#!/usr/bin/env python
# coding: utf-8

# # Running ns-3 Simulation Campaigns with SEM
# 
# This example shows how you can use SEM to manage an ns-3 simulation campaign. We
# will be working with the ``wifi-multi-tos`` simulation script: this ns-3 program
# creates a WiFi network, measures the aggregate throughput and prints it out to
# the standard output. 

# ## Creating the simulation campaign object
# 
# First of all, let's import some relevant libraries.
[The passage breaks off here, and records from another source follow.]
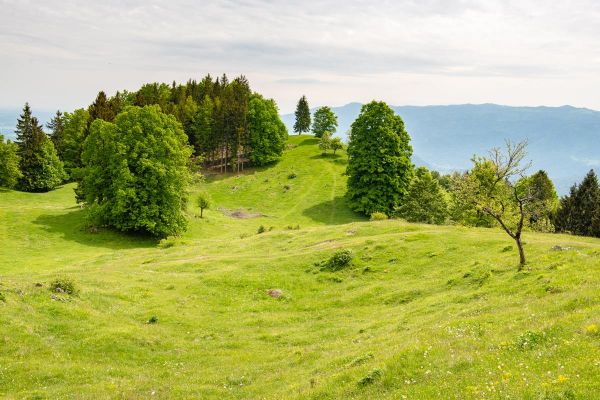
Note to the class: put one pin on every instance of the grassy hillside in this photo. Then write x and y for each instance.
(425, 312)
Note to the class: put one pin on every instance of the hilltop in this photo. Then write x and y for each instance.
(424, 312)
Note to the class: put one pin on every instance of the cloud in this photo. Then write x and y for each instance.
(430, 51)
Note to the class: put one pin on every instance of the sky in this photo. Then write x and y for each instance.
(59, 54)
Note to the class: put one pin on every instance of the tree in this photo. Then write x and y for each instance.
(324, 120)
(9, 163)
(75, 126)
(41, 169)
(336, 144)
(379, 167)
(56, 126)
(135, 175)
(425, 201)
(542, 208)
(204, 202)
(267, 133)
(579, 213)
(499, 193)
(325, 142)
(302, 116)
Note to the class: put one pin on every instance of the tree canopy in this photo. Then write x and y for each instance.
(302, 114)
(379, 166)
(324, 120)
(135, 172)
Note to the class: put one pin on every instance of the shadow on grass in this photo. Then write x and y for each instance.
(70, 226)
(333, 212)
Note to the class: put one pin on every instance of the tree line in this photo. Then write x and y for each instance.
(496, 191)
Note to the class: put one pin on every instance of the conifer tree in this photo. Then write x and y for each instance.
(57, 128)
(302, 116)
(41, 169)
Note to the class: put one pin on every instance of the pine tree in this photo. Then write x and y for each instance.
(57, 128)
(302, 116)
(40, 167)
(379, 167)
(324, 120)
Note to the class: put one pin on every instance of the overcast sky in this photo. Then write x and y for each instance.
(59, 54)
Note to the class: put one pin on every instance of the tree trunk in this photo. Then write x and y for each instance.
(522, 259)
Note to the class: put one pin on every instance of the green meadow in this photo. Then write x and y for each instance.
(424, 312)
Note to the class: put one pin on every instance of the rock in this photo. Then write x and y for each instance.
(275, 293)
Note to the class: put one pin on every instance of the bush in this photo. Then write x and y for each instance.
(340, 260)
(371, 377)
(63, 285)
(378, 216)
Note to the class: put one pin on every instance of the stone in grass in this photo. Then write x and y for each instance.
(275, 293)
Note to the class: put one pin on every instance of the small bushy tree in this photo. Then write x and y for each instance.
(425, 201)
(336, 144)
(135, 175)
(324, 120)
(9, 163)
(204, 203)
(379, 166)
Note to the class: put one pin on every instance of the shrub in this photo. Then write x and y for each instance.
(371, 377)
(378, 216)
(63, 285)
(340, 260)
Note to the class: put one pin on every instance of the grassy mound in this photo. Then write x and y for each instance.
(422, 311)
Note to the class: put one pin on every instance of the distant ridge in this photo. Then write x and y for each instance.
(563, 140)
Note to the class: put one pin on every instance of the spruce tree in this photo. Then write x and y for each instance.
(57, 128)
(379, 166)
(40, 167)
(302, 116)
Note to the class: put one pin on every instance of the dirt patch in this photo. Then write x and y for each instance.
(240, 213)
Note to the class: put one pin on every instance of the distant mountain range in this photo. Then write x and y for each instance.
(565, 141)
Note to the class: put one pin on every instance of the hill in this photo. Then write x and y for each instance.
(562, 140)
(426, 311)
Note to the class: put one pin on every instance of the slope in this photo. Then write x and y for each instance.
(425, 312)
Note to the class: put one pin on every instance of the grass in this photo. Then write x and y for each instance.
(423, 311)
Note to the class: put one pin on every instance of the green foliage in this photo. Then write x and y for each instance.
(325, 142)
(203, 202)
(135, 174)
(371, 377)
(41, 170)
(378, 216)
(425, 201)
(9, 163)
(336, 144)
(341, 259)
(63, 285)
(379, 167)
(324, 120)
(579, 212)
(302, 114)
(75, 128)
(267, 133)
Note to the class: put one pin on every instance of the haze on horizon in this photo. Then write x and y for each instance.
(59, 54)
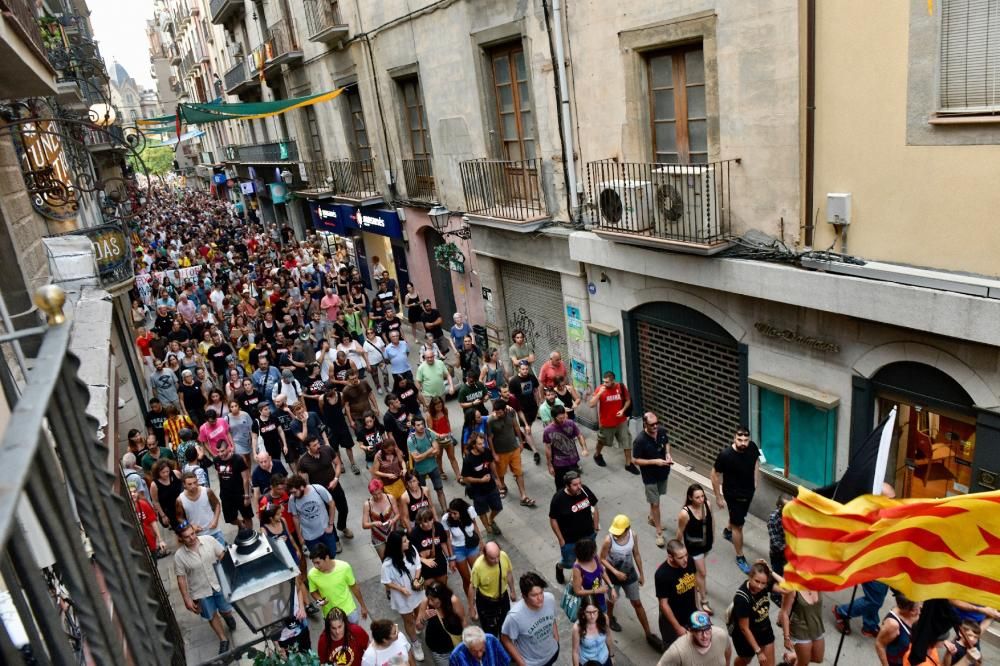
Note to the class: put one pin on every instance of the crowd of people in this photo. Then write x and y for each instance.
(269, 361)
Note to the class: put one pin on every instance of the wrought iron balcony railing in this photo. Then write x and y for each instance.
(265, 153)
(323, 21)
(354, 179)
(677, 203)
(507, 190)
(77, 607)
(418, 175)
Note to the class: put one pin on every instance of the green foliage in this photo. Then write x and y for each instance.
(158, 160)
(291, 658)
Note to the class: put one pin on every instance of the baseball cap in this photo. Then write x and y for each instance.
(700, 621)
(619, 525)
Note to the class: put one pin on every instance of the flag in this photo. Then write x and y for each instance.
(865, 472)
(925, 548)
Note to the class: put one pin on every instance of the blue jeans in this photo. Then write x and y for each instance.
(330, 540)
(568, 552)
(868, 606)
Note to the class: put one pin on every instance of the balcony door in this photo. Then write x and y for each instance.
(678, 116)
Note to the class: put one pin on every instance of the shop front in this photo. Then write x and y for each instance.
(364, 233)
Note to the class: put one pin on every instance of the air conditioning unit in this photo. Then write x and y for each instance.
(626, 205)
(685, 202)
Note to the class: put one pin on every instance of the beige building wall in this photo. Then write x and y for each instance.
(925, 205)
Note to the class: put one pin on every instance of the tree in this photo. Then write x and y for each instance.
(158, 160)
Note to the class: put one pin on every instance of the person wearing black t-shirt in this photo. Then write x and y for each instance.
(676, 589)
(155, 420)
(573, 516)
(234, 487)
(734, 480)
(479, 477)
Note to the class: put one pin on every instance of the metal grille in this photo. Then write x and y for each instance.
(533, 299)
(693, 385)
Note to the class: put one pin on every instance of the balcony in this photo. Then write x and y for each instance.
(504, 191)
(282, 44)
(224, 10)
(681, 207)
(236, 78)
(102, 583)
(278, 152)
(27, 71)
(354, 181)
(323, 21)
(418, 176)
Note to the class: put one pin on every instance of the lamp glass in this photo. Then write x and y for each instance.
(439, 216)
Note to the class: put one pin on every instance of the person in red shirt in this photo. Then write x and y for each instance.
(147, 518)
(144, 342)
(552, 369)
(614, 403)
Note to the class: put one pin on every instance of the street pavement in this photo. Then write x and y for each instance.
(529, 541)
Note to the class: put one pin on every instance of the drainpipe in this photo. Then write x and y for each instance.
(566, 125)
(810, 121)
We will be using ``sem`` to
# run our simulations and parse the outputs, and ``matplotlib`` and ``seaborn`` to
# plot the results.

# In[1]:


import sem
import pprint
import matplotlib.pyplot as plt
import seaborn as sns
sns.set_style("white")


# Most of our interaction with ``sem`` will happen through an object of type
# ``CampaignManager``. When we create our campaign, we need to tell ``sem`` where
# to find our ns-3 installation, what script we want to run, and where it should
# save our results.

# In[2]:


ns_path = 'ns-3'
script = 'wifi-multi-tos'
campaign_dir = "results"
campaign = sem.CampaignManager.new(ns_path, 
                                   script, 
                                   campaign_dir, 
                                   overwrite=True,
                                   max_parallel_processes=8)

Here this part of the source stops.